Heute fielen mir die Bilder von Ella, meiner Frau und Jana Marie, meiner Tochter, aus der Brieftasche entgegen, Unordnung pflanzte sich bei mir fort. Bei dem ersten Bild blickte ich auf den schönen Raum, der uns in Malmö so gefiel,  dass wir das Frühstück oft erst um 14 Uhr beendeten. Ein weiteres zeigte das Meer bei  Käseberga, die Steine im Gras wie ein Schiff angeordnet, Ella und Jana Marie spielten die Matrosen, ihre Hände zu Käppchen geformt. Ein toller Tag, den ich in meinem Kopfkino endlos abspielen wollte. Und ich sah Ella, die mich von der Seite anschaute, wie immer war ich ihr Rätsel, das sie so liebte. Jana Marie sah ich, die die Steine umkreiste und sich schließlich den Hügel herunterrollte: ich war schneller und fing sie unten kurz vor der Brandung auf.

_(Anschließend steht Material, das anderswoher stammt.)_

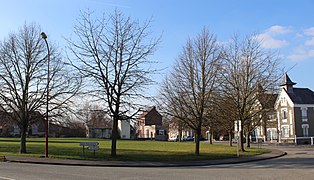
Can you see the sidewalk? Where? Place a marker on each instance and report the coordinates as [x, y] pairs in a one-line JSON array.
[[20, 159]]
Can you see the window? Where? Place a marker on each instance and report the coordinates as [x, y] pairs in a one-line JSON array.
[[304, 114], [305, 128], [284, 114], [285, 131], [161, 132]]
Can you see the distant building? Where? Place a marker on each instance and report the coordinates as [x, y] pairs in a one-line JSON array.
[[267, 130], [124, 128], [295, 113], [149, 125], [9, 127]]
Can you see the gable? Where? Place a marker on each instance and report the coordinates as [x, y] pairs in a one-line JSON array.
[[283, 99]]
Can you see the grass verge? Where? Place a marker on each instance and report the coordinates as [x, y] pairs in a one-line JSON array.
[[127, 150]]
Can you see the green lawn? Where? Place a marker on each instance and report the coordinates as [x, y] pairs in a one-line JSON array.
[[68, 148]]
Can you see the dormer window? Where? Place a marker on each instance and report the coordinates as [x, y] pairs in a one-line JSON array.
[[304, 114], [284, 114]]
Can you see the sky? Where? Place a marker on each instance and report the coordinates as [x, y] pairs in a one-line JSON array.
[[285, 26]]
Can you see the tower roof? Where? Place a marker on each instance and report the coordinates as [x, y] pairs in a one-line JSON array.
[[286, 81]]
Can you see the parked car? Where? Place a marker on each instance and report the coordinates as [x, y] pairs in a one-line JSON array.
[[174, 138], [188, 138]]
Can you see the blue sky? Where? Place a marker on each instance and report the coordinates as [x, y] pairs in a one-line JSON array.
[[284, 25]]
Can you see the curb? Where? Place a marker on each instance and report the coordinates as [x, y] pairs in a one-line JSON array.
[[273, 154]]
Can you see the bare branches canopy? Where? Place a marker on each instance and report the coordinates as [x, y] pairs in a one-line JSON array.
[[23, 79], [188, 90], [113, 54]]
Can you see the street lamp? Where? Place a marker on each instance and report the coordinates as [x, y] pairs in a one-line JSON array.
[[44, 36]]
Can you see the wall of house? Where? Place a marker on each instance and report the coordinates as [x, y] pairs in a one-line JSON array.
[[311, 121], [153, 118], [298, 122], [149, 131], [124, 129]]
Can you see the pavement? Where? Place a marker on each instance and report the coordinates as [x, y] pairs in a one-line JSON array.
[[274, 153]]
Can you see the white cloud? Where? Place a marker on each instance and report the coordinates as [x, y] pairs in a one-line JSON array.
[[270, 39], [275, 30], [309, 31], [300, 54]]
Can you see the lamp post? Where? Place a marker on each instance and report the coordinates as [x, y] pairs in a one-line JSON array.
[[44, 36]]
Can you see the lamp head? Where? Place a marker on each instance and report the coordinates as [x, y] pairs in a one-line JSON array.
[[43, 35]]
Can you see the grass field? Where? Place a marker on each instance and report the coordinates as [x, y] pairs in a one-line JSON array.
[[68, 148]]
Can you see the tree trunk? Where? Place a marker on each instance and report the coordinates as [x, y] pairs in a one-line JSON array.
[[230, 138], [265, 130], [197, 141], [114, 137], [180, 133], [23, 142], [211, 137], [241, 140], [247, 136]]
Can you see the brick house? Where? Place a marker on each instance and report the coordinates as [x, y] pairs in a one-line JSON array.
[[149, 125], [267, 130], [295, 113]]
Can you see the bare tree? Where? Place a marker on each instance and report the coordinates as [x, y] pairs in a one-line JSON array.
[[225, 115], [247, 66], [23, 79], [188, 91], [113, 55]]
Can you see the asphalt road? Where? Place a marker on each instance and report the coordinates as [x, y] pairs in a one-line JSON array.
[[298, 164]]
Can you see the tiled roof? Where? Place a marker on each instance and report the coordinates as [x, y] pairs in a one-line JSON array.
[[287, 81], [302, 96]]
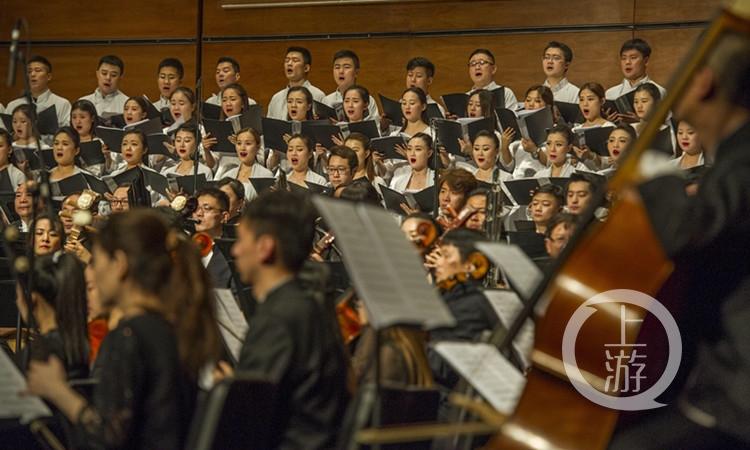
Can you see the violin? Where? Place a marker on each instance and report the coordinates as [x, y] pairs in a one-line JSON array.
[[480, 265], [622, 253], [348, 317]]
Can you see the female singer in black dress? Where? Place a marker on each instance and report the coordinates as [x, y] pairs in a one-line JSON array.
[[146, 393]]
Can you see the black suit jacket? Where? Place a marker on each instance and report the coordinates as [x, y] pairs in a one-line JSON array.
[[291, 342], [708, 237], [221, 273]]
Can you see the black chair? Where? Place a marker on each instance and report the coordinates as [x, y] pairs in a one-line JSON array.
[[235, 414]]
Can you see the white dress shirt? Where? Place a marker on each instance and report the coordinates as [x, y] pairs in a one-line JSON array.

Als Ellas Vater Kurt weg war, konnte ich mich endlich auf meine zweiten Lebenstraum einlassen:
eine Galerie, ein Leben  in einem gut ausgestatteten Haus am Meer und genügend Zeit zum Segeln. Und dies alles in meinem Wunschort Malmö.
Es war nicht schwer, an eine Säge zu kommen, und die Leichenteile hatte ich schließlich in einer der Tonnen aufgelöst, die auf der Terrasse standen und als ”Verlorenes Objekt”  noch zum Verkauf standen. Dass die Tonnen nicht auffielen, ließ sich im Rahmen der Schuttentsorgung unseres Umbaus gut bewerkstelligen. Darüber hinaus warb ich einen jungen Künstler an, der den Auftrag hatte, ein Trio aus drei Tonnen gekonnt zusammenzustellen. Kunst aus alltäglichen Gegenständen gefiel mir in letzter Zeit immer besser. Als er fertig war, wechselte ich die Tonnen aus. Niemand merkte etwas. Nur als Kurts Hund verdächtig an den Tonnen schnüffelte, ... musste ich ihn erschießen. Ein Jagdunfall. Der Hund ist in der Nähe der Terrasse begraben. Jana Marie gießt fast täglich sein Grab.

Es war Kurt, der mich auf die Idee brachte, in Kunst zu machen. Dieses Geschäft hatte mich schon immer interessiert, und als Kurt schließlich ein zweites Kunsthaus eröffnete und mir die Stelle des Geschäftsführers andiente, konnte ich nicht “Nein” sagen.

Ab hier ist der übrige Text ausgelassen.